The study, which was conducted by the researchers at the Telethon Kids Institute, revealed a number of disturbing findings:
- Aboriginal mothers are 17-and-a-half times more likely to be murdered.
- Just over a quarter of Aboriginal mothers who died in Western Australia between 1983 and 2010 were the victims of homicide.
- Aboriginal mothers are almost seven times more likely to die from external factors like suicide, accidents and homicides.
- Aboriginal children are more likely to experience the loss of a mother in the first five years of life.
The study is the first of its kind and is a grim addition to the already high levels of family violence against women within the Aboriginal and Torres Strait Islander community.
These four women are just a handful of the Indigenous women who have endured horrific family violence. Some were murdered by their partners, while others survived violent relationships and are now using their stories to raise awareness.
Aboriginal woman Andrea Pickett, a mother of 13 children, was killed by her estranged husband Charles Pickett who stabbed her 17 times in North Beach, Western Australia, in 2009.
Andrea was terrified of her estranged husband, who she had left in 2008. At the time of her death, she had a restraining order in place making it illegal for him to come near her. Charles was on parole from a previous charge for threatening to kill Andrea when he found her. He stabbed her repeatedly in front of one of their younger children.
The day before she was murdered, Andrea had called the Crisis Care hotline, run by the WA Department of Child Protection, seeking safe accommodation to protect her and the seven children in her care.
Lani Brennan survived years of unimaginable abuse at the hands of her former partner Joseph Timbery. Lani was routinely tortured, raped and assaulted. In 2000, Lani was subjected to almost a year of frenzied attacks, which including being stabbed multiple times with a knife and a chisel, having her jaw smashed, being hit in the head with an iron bar and almost dying several times while being held captive.

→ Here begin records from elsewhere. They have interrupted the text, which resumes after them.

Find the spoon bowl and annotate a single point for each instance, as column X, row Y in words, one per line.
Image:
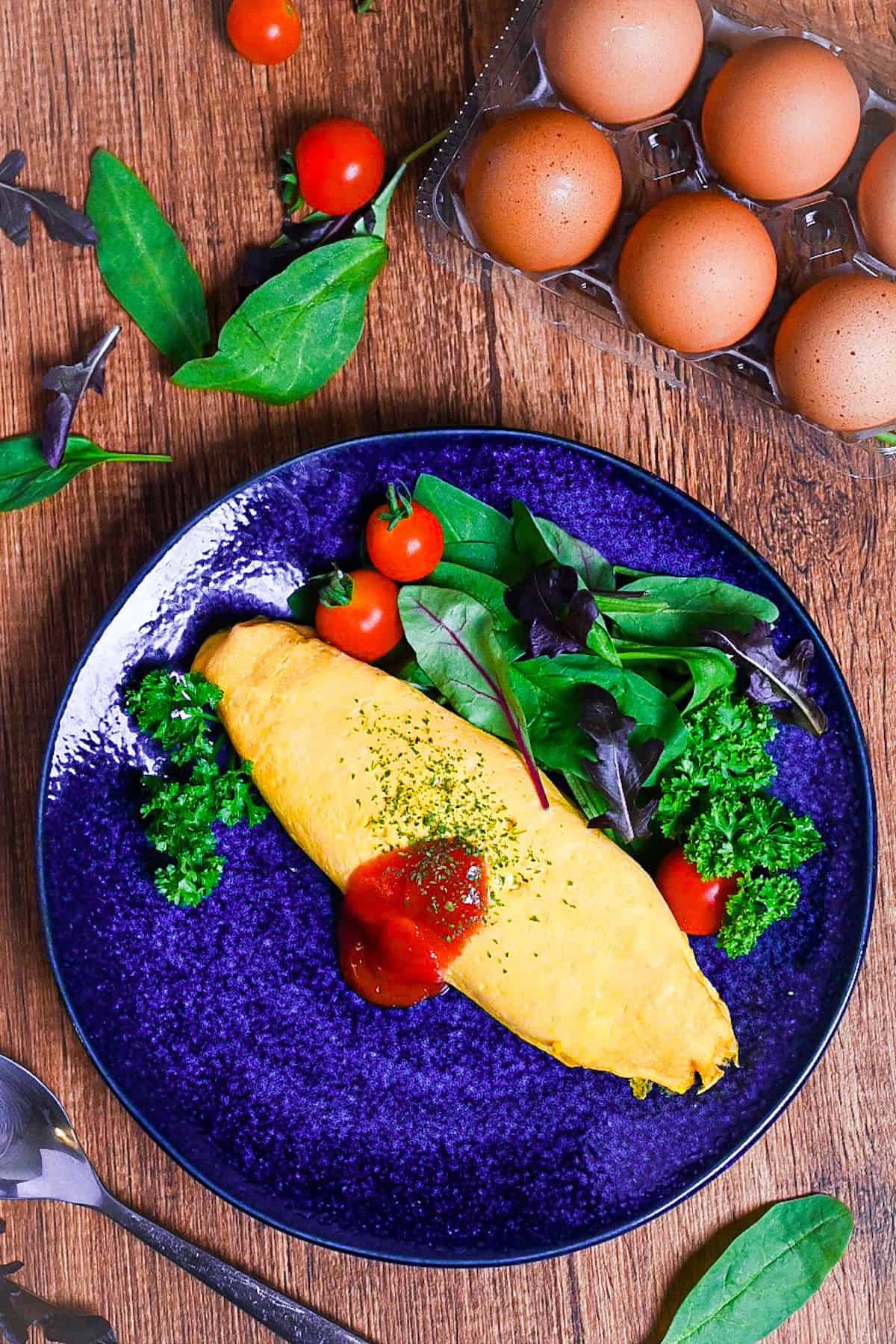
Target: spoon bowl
column 40, row 1157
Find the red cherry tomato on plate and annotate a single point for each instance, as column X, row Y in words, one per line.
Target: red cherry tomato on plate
column 358, row 613
column 264, row 31
column 340, row 166
column 403, row 539
column 697, row 903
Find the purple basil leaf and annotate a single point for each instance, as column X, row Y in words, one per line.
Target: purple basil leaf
column 16, row 203
column 300, row 237
column 620, row 769
column 70, row 382
column 780, row 682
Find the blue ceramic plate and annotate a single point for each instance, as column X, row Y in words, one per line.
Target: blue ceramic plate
column 430, row 1136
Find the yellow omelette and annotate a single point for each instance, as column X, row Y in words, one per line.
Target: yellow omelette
column 579, row 953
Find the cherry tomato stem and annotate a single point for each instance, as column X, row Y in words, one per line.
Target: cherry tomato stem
column 358, row 612
column 405, row 541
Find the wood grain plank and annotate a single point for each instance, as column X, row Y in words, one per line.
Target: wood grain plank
column 158, row 84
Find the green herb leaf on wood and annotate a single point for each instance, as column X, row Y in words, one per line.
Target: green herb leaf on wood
column 289, row 336
column 26, row 479
column 766, row 1275
column 144, row 262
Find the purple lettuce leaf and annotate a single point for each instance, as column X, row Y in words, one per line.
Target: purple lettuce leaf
column 778, row 680
column 620, row 769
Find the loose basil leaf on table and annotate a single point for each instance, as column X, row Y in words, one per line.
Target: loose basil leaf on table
column 691, row 605
column 541, row 542
column 289, row 336
column 766, row 1275
column 144, row 262
column 70, row 382
column 16, row 205
column 454, row 640
column 26, row 477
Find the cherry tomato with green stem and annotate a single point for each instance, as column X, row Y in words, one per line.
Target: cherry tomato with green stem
column 340, row 166
column 358, row 612
column 697, row 903
column 405, row 541
column 264, row 31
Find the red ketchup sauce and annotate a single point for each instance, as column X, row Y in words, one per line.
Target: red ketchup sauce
column 406, row 917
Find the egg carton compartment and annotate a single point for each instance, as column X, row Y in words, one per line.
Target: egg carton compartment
column 813, row 237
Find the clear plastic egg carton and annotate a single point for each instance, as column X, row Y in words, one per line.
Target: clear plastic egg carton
column 813, row 237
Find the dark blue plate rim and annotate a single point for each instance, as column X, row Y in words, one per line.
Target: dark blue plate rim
column 470, row 1260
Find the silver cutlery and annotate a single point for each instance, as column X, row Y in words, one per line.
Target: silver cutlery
column 42, row 1159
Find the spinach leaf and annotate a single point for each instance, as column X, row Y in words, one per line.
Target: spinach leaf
column 453, row 638
column 620, row 769
column 484, row 588
column 26, row 477
column 541, row 541
column 297, row 329
column 70, row 382
column 709, row 670
column 144, row 262
column 462, row 517
column 561, row 680
column 782, row 683
column 691, row 606
column 16, row 203
column 766, row 1275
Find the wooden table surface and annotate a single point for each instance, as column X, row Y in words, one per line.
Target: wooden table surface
column 155, row 81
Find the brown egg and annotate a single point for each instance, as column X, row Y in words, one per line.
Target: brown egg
column 781, row 119
column 836, row 352
column 697, row 272
column 877, row 202
column 622, row 60
column 543, row 188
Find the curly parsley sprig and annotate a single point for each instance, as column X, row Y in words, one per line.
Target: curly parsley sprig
column 180, row 808
column 714, row 800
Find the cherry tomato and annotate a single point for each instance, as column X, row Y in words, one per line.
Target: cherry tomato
column 358, row 613
column 697, row 903
column 340, row 166
column 264, row 31
column 403, row 539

After leaving Timbery, Lani complained to the police in 2002. Despite the police having substantial amounts of evidence against him, he was not sent to trial until 2006. Lani says she felt like she was on trial and had to fight to have a suppression order of her name lifted so she could speak out against family violence.
Adeline Yvette Rigney-Wilson
In May this year, Aboriginal woman Adeline Yvette Rigney-Wilson and her two children, aged five and six, were found dead at their Hillier home in South Australia.

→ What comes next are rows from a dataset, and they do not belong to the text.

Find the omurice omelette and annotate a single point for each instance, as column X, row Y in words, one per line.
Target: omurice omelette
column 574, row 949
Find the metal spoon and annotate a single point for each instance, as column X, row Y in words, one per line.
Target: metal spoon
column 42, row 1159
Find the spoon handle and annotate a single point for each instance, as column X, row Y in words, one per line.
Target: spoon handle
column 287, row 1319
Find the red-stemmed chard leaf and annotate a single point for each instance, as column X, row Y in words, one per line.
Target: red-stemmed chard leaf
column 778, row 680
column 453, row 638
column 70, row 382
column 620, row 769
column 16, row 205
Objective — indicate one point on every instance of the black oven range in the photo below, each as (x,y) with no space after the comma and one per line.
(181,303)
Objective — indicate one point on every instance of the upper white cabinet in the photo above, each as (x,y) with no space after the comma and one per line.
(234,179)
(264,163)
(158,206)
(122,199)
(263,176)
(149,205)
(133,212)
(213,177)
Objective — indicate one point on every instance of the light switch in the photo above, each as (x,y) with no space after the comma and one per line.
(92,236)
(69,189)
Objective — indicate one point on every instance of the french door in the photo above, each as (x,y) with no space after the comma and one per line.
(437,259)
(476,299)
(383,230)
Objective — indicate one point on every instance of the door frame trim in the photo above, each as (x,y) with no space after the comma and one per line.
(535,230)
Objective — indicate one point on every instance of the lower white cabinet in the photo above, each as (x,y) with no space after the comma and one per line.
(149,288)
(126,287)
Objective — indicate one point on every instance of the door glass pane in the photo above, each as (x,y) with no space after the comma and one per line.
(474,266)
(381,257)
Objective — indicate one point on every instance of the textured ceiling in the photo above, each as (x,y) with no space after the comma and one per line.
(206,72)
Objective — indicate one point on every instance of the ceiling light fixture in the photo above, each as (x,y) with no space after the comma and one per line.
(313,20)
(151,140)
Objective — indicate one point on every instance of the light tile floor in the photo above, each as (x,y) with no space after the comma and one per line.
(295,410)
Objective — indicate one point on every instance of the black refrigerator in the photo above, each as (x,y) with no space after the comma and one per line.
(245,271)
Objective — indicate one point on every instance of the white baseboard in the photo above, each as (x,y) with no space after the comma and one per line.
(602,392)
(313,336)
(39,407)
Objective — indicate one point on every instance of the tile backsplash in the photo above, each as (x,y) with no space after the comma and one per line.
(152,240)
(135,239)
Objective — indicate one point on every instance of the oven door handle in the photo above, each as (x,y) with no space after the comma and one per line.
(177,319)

Steven Graham Peet, Wilson's partner, has been charged with the triple homicide. Police described the deaths at the time as a domestic incident.
Lynette Daley died on 10 Mile Beach on the NSW north coast on Australia Day in 2011 from blood loss following severe genital tract trauma, allegedly at the hands of her boyfriend and his friend. Lynette, a mother of seven, was heavily inebriated at the time of her death and was more than likely unconscious during the sexual acts. A forensic pathologist likened her injuries to someone who had given birth.
Manslaughter charges against the pair were dropped after the Director of Public Prosecutions said there was not enough evidence to convict. The men have since been re-charged.
Nationally, Aboriginal women are 34 times more likely to be hospitalised due to injuries caused by domestic violence than non-Indigenous women. According to the Productivity Commission’s Overcoming Indigenous Disadvantage report at least 25% of all Indigenous women reported being a victim of physical or threatened violence.
Antoinette Braybrook from the Family Violence Legal Prevention Service told BuzzFeed News Indigenous women are often forgotten about in the national conversation around family violence.